Only 75 miles separate Toledo and Kenton, Ohio.
That makes No. 24 Missouri’s 11 a.m. kickoff Saturday at the Glass Bowl in Toledo a homecoming of sorts for sophomore quarterback and Kenton High School graduate Maty Mauk, who smashed national high school records during his prep days with the Wildcats.
The legend of Mauk’s high school career belies his 6-foot frame. He was a giant of Ohio high school football before arriving at Missouri in 2012.
Mauk was Mr. Ohio Football in 2011, a Parade All-American and a two-time Ohio Gatorade football player of the year. He set national high school passing records with 18,932 yards, 219 touchdowns and 1,353 completions, as well as 22,681 yards of total offense.
It would be forgivable if Mauk felt anxious or overly excited at the prospect of returning to his old stomping ground, but the consensus is that he won’t be fazed by the setting or circumstances.
“I’d like to think that he would just go play football, because that’s ultimately what you have to do,” Tigers coach Gary Pinkel said. “Like when he played against Florida or he played against South Carolina last year or finished the game against Georgia. You’ve got to play football. … I would be disappointed if he was not focused and ready to go, and he will be.”
This isn’t, after all, a vacation for Mauk and Missouri.
“It’s always going to be my home,” said Mauk, who completed 13 of 21 passes for 178 yards with three touchdowns in a season-opening 38-18 win last week against South Dakota State. “There’s no place else I’m going to call home. Whenever I get free time, they know I’m going to be back.
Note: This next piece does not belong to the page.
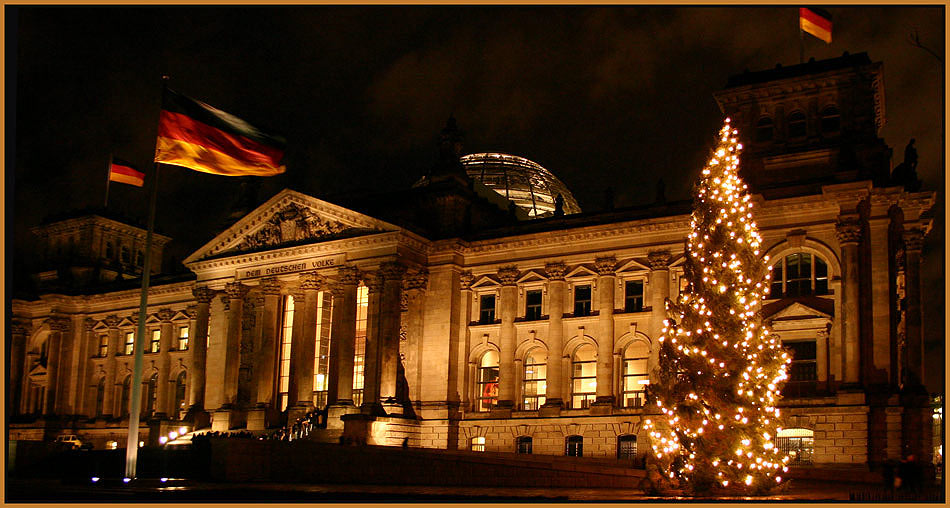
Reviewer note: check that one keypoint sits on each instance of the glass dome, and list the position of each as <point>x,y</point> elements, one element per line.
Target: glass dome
<point>524,182</point>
But right now it’s a business trip, and I’ve got to go play.”
Mauk estimates that several hundred friends and family members will make the hour-and-15-minute trek up Interstate 75 to the shores of Lake Erie for the game.
“It will be fun for him, and he’ll be excited about playing (at Toledo), but he’d be excited regardless of who they’re playing or where they’re playing at,” Mauk’s father, Mike, said. “He has great friends there and great relationships there, but I don’t think he misses (Ohio). I think he’s happy where he’s at, what he’s doing and who he’s with.”
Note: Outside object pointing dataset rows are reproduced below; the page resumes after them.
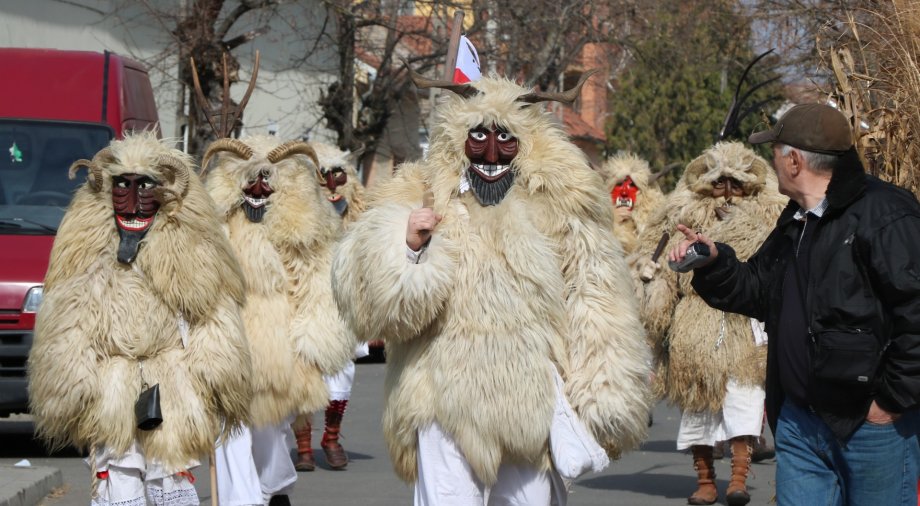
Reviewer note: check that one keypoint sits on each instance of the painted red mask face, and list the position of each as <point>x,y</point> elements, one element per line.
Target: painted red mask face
<point>727,187</point>
<point>135,205</point>
<point>255,196</point>
<point>332,178</point>
<point>625,194</point>
<point>490,151</point>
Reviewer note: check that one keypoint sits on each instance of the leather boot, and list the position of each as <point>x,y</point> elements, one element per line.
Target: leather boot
<point>305,460</point>
<point>737,494</point>
<point>335,454</point>
<point>762,450</point>
<point>706,493</point>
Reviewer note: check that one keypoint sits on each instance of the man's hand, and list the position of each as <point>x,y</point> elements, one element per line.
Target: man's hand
<point>680,251</point>
<point>879,416</point>
<point>421,225</point>
<point>648,270</point>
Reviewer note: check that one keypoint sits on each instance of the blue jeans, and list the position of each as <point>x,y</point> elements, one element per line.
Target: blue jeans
<point>878,466</point>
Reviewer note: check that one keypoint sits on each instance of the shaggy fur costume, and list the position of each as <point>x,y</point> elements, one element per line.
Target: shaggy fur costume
<point>296,334</point>
<point>650,198</point>
<point>684,330</point>
<point>503,294</point>
<point>100,317</point>
<point>353,190</point>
In other words, don’t expect a wistful Mauk to let emotion cloud his preparation. It’s not in his nature.
“He’d be a good poker player,” Pinkel said. “Maty’s really not like that. He’s pretty even-keeled all the time. Whether he throws a touchdown pass or has a bad play, when he comes off the field, he doesn’t look a whole lot different.”
Against Toledo, Mauk doesn’t have the luxury of distraction anyway, not against a Rockets team that returns 19 starters in only the second true road start of his college career, and not as the leader of a passing game still seeking consistency and rhythm.
“I’m not worried about it,” Mauk said. “I know people are going to be there, and people are going to say stuff that maybe we might not want to hear. I know a lot of people probably don’t like me the best from playing each other in high school, but I know what I’ve got to do. I’m going to block all that out and be ready to go.”
Missouri, of course, is counting on Mauk. He’s widely viewed as the key figure if the Tigers are going to come close to duplicating last season’s success.
“Fortunately, it’s not just him going there,” Mike Mauk said. “He’s going with guys that have worked pretty hard preparing for the season. The team in general will be ready to play along with him.”